Soft Pull: No Impact on Your Score
A soft pull is a check of your credit file that is not related to an official financing application. At Equifax and TransUnion, the two credit agencies operating in Canada, soft pulls are invisible to lenders and have no effect on the credit score. They include personal checks of your own file (free once per year by mail from each agency), employer background checks during a hiring process, promotional pre-approvals sent by financial institutions, and background checks performed by insurance companies.
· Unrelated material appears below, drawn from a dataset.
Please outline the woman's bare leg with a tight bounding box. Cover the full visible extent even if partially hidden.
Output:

Hard Pull: Real but Limited Impact
A hard pull occurs when you authorize a lender to check your credit file as part of a financing application. Each hard inquiry can reduce your score by 3 to 10 points, a relatively modest impact that gradually fades over a 12-month period. Hard pulls occur with mortgage applications, credit card applications, auto loan applications, line of credit applications, and credit limit increase requests. The hard inquiry remains on file for 3 years at Equifax and 6 years at TransUnion, but its effect on the score is mainly concentrated in the first 12 months.
Mortgage Inquiry Bundling
A crucial and often overlooked feature of credit scoring models used in Canada is the rate-shopping window. Equifax and TransUnion recognize that a consumer shopping for a mortgage will typically consult multiple lenders. Hard inquiries related to mortgage products made within a 14-to-45-day window (depending on the scoring model used) are counted as a single inquiry for scoring purposes. This mechanism protects borrowers who compare offers from multiple financial institutions or who work with a mortgage broker who submits the application to several lenders. It is therefore in the borrower's interest to concentrate mortgage-related steps within a short period rather than spreading them over several months.
Practical Tips for Borrowers
- Concentrate your shopping: Complete all your mortgage pre-approval applications within a 14-day window to benefit from inquiry bundling.
- Avoid simultaneous credit applications: Do not apply for a credit card or auto loan at the same time as your mortgage application. These inquiries are not bundled with mortgage inquiries.
- Check your file regularly: Review your credit file for free at least once per year from Equifax and TransUnion. This check is a soft pull with no impact.
- Work with a mortgage broker: An AMF-certified broker in Quebec can compare offers from multiple lenders with a single hard inquiry, maximizing your negotiating power while minimizing credit impact.
In summary, credit inquiries should never prevent a borrower from shopping for their mortgage rate. Inquiry bundling, combined with the modest impact of each hard pull, means that comparing offers carries no significant risk to your score and is a responsible financial practice that can generate substantial savings.